When the block size is too small, it will use more grids for computation and therefore the overhead of communication across grids will increase. When the block size is too large, the cache invalidation problem dominates, even though fewer grids are used – since we are not using shared memory in this CUDA kernel and there are no barriers to calling this kernel, we suspect that the program will often read values that cannot be cached and will also often write values to invalidate the cache.
Contribution¶
Each group member’s contributions are on GitHub.
REFERENCE¶
[1] Pérez, Patrick, Michel Gangnet, and Andrew Blake. “Poisson image editing.” ACM SIGGRAPH 2003 Papers. 2003. 313-318.
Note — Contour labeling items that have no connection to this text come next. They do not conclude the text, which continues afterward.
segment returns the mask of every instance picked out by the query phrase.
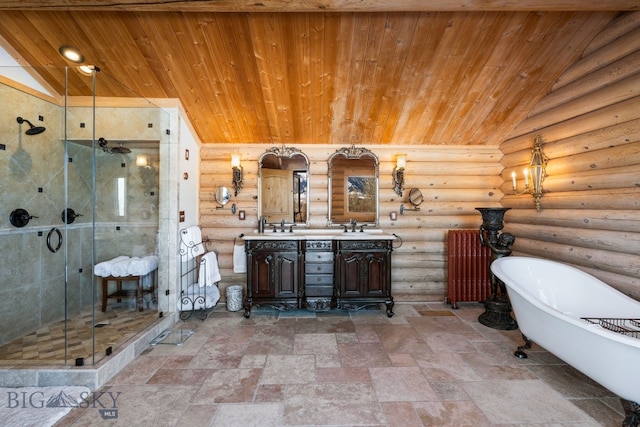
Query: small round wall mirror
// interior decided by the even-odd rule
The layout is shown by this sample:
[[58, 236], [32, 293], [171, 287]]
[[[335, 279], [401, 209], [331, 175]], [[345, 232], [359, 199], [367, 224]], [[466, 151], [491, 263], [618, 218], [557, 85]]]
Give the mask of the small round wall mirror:
[[214, 197], [219, 205], [224, 206], [231, 200], [231, 191], [227, 187], [219, 187]]
[[424, 198], [422, 197], [422, 191], [418, 188], [412, 188], [409, 191], [409, 203], [413, 206], [418, 207], [422, 204]]

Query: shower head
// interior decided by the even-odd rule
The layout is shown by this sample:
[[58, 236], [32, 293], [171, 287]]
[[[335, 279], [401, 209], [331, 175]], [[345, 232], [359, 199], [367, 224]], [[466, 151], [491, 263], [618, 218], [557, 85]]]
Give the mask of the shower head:
[[112, 153], [117, 153], [117, 154], [129, 154], [131, 152], [131, 150], [129, 148], [127, 148], [127, 147], [123, 147], [122, 146], [122, 142], [121, 142], [119, 146], [113, 147], [111, 149], [111, 152]]
[[26, 134], [27, 135], [37, 135], [39, 133], [44, 132], [46, 129], [43, 126], [34, 126], [33, 124], [31, 124], [31, 122], [27, 119], [23, 119], [22, 117], [18, 117], [16, 119], [16, 121], [18, 122], [18, 124], [22, 124], [22, 123], [27, 123], [29, 125], [29, 129], [26, 130]]
[[113, 147], [113, 148], [107, 147], [108, 144], [109, 144], [109, 141], [107, 141], [106, 139], [98, 138], [98, 145], [100, 146], [100, 148], [102, 148], [102, 151], [104, 151], [105, 153], [129, 154], [131, 152], [131, 150], [129, 148], [124, 147], [122, 145], [122, 142], [120, 143], [120, 145], [118, 147]]

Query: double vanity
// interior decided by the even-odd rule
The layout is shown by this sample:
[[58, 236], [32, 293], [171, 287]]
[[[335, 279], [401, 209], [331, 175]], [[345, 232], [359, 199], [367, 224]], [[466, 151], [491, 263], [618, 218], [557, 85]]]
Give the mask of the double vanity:
[[244, 236], [251, 307], [359, 310], [393, 316], [393, 234], [378, 226], [378, 158], [343, 147], [327, 159], [327, 228], [309, 228], [309, 158], [273, 147], [258, 159], [258, 230]]
[[267, 229], [244, 236], [245, 317], [251, 315], [253, 305], [327, 311], [381, 303], [387, 316], [393, 316], [393, 234], [347, 227], [289, 230]]

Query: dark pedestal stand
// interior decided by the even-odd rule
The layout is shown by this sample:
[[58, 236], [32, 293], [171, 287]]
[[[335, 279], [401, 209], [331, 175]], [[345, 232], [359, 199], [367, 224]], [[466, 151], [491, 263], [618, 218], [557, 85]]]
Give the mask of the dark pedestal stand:
[[478, 317], [478, 322], [490, 328], [503, 331], [518, 329], [518, 323], [511, 317], [511, 304], [509, 301], [487, 298], [484, 302], [484, 313]]
[[498, 258], [511, 255], [511, 245], [515, 241], [513, 235], [503, 233], [504, 214], [511, 208], [476, 208], [482, 215], [480, 226], [480, 241], [491, 249], [489, 261], [489, 278], [491, 280], [491, 296], [484, 303], [485, 312], [478, 317], [478, 322], [493, 329], [518, 329], [517, 322], [511, 317], [511, 303], [500, 279], [491, 272], [491, 263]]

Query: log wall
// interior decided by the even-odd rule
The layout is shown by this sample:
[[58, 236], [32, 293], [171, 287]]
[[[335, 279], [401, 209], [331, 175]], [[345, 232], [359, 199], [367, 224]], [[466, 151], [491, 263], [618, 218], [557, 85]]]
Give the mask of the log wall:
[[[292, 145], [311, 161], [309, 194], [312, 227], [326, 227], [328, 213], [327, 159], [341, 146]], [[481, 222], [476, 207], [499, 206], [503, 197], [497, 147], [364, 145], [379, 159], [380, 227], [396, 233], [392, 258], [393, 292], [396, 301], [442, 301], [446, 290], [446, 232], [476, 228]], [[200, 225], [210, 239], [208, 248], [218, 252], [221, 291], [229, 285], [246, 284], [246, 274], [233, 273], [233, 242], [257, 228], [258, 157], [269, 145], [205, 144], [201, 149]], [[231, 154], [239, 153], [244, 169], [244, 188], [224, 209], [213, 197], [219, 186], [231, 185]], [[393, 191], [391, 172], [397, 153], [408, 153], [403, 197]], [[419, 188], [424, 202], [419, 211], [400, 215], [410, 188]], [[245, 220], [231, 213], [231, 204], [245, 212]], [[390, 213], [397, 212], [391, 221]]]
[[[514, 255], [579, 267], [640, 299], [640, 13], [618, 18], [500, 145], [505, 231]], [[510, 174], [541, 135], [550, 161], [542, 210]], [[520, 174], [520, 177], [522, 175]], [[520, 180], [520, 190], [523, 183]]]

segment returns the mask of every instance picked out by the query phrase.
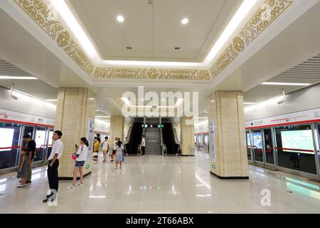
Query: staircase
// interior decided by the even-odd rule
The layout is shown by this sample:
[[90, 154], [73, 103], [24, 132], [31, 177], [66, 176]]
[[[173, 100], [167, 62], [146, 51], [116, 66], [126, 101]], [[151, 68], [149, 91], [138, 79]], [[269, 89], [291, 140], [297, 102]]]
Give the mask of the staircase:
[[160, 130], [159, 128], [146, 128], [144, 138], [146, 139], [146, 155], [161, 154]]

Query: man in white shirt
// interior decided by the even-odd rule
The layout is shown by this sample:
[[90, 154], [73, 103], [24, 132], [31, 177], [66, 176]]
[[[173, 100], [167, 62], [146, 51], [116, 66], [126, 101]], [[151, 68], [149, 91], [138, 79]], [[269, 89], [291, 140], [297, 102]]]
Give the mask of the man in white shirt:
[[47, 195], [43, 202], [47, 202], [50, 200], [53, 201], [56, 198], [58, 187], [59, 185], [59, 177], [58, 175], [58, 167], [59, 167], [59, 159], [62, 156], [63, 151], [63, 143], [60, 138], [63, 133], [60, 130], [56, 130], [53, 133], [53, 140], [54, 143], [52, 146], [51, 153], [48, 158], [48, 180], [51, 193]]
[[146, 139], [144, 138], [144, 135], [142, 135], [142, 140], [141, 142], [141, 149], [142, 152], [142, 156], [144, 156], [144, 153], [146, 152]]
[2] Jacobi Method, https://en.wikipedia.org/wiki/Jacobi_method
[3] Harris, Charles R., et al. “Array programming with NumPy.” Nature 585.7825 (2020): 357-362.
[4] Lam, Siu Kwan, Antoine Pitrou, and Stanley Seibert. “Numba: A llvm-based python jit compiler.” Proceedings of the Second Workshop on the LLVM Compiler Infrastructure in HPC. 2015.
[5] Hu, Yuanming, et al. “Taichi: a language for high-performance computation on spatially sparse data structures.” ACM Transactions on Graphics (TOG) 38.6 (2019): 1-16.